In November 2013 the Care Quality Commission reported that it had found discrepancies between the hospital's cancer waiting time records and the information contained in patients' individual medical records. 22 out of 61 records showed people had been put "at risk of receiving care that was unsafe or not effective, due to delays in receiving appointments or treatment". In November 2013 the Trust was placed in special measures by Monitor. Gordon Coutts, the chief executive, who had been on sick leave announced on 18 December 2013 that he would not be returning to the post. After an investigation it was concluded that the inaccuracies the hospital's cancer waiting times figures were caused by managerial incompetence rather than bullying of staff. In November 2017 it was taken out of special measures after it was rated good for whether services were effective, caring and well led. The children's transition team and neonatal unit were found to be outstanding.

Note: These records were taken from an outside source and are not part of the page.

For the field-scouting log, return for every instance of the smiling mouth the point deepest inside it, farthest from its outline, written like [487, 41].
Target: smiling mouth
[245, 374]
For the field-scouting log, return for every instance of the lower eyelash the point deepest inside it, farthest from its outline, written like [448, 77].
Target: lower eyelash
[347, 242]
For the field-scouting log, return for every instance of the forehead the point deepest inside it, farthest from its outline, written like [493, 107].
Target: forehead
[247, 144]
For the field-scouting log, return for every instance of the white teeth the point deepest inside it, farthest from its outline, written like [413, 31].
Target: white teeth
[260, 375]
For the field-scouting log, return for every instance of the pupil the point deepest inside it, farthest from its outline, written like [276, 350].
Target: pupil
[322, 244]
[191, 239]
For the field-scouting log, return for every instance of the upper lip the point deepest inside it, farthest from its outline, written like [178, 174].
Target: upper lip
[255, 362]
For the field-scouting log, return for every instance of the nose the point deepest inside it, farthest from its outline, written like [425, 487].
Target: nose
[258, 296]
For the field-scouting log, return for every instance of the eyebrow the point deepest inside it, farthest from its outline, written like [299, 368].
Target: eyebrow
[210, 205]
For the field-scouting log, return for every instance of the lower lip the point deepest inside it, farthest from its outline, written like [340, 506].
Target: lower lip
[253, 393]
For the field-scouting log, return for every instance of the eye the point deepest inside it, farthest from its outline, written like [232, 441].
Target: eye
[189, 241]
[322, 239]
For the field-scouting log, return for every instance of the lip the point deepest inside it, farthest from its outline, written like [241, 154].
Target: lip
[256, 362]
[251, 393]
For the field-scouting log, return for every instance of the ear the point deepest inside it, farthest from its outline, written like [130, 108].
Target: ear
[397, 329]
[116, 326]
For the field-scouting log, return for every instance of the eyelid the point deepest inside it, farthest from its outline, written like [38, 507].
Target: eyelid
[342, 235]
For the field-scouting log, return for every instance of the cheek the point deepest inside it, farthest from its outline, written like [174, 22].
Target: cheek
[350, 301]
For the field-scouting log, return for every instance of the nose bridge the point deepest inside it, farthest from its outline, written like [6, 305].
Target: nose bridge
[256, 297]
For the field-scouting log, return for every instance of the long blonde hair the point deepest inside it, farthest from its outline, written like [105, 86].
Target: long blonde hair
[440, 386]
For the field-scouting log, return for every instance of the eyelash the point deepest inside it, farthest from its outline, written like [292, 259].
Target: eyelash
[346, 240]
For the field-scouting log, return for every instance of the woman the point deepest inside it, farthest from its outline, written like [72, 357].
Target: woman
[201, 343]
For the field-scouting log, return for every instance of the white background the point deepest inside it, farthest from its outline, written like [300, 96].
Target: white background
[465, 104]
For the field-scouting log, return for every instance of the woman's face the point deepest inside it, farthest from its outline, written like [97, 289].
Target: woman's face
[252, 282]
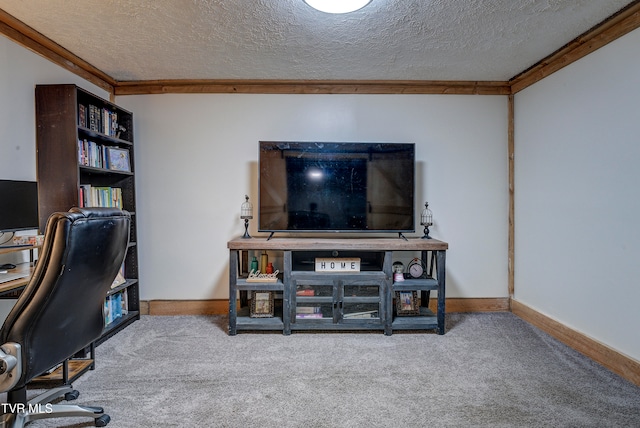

In November 2014 the Trust declared a "major incident" following an inspection by the Care Quality Commission in which "safeguarding concerns" were raised. Interim chief executive Dr Lucy Moore said the focus was on "discharging patients."

The trust was one of 26 responsible for half of the national growth in patients waiting more than four hours in accident and emergency over the 2014/5 winter.

It spent 10.3% of its total turnover on agency staff in 2014/5.

It expects a deficit of £30 million for 2015/6. In the last quarter of 2015 it had one of the worst performances of any hospital in England against the four hour waiting target.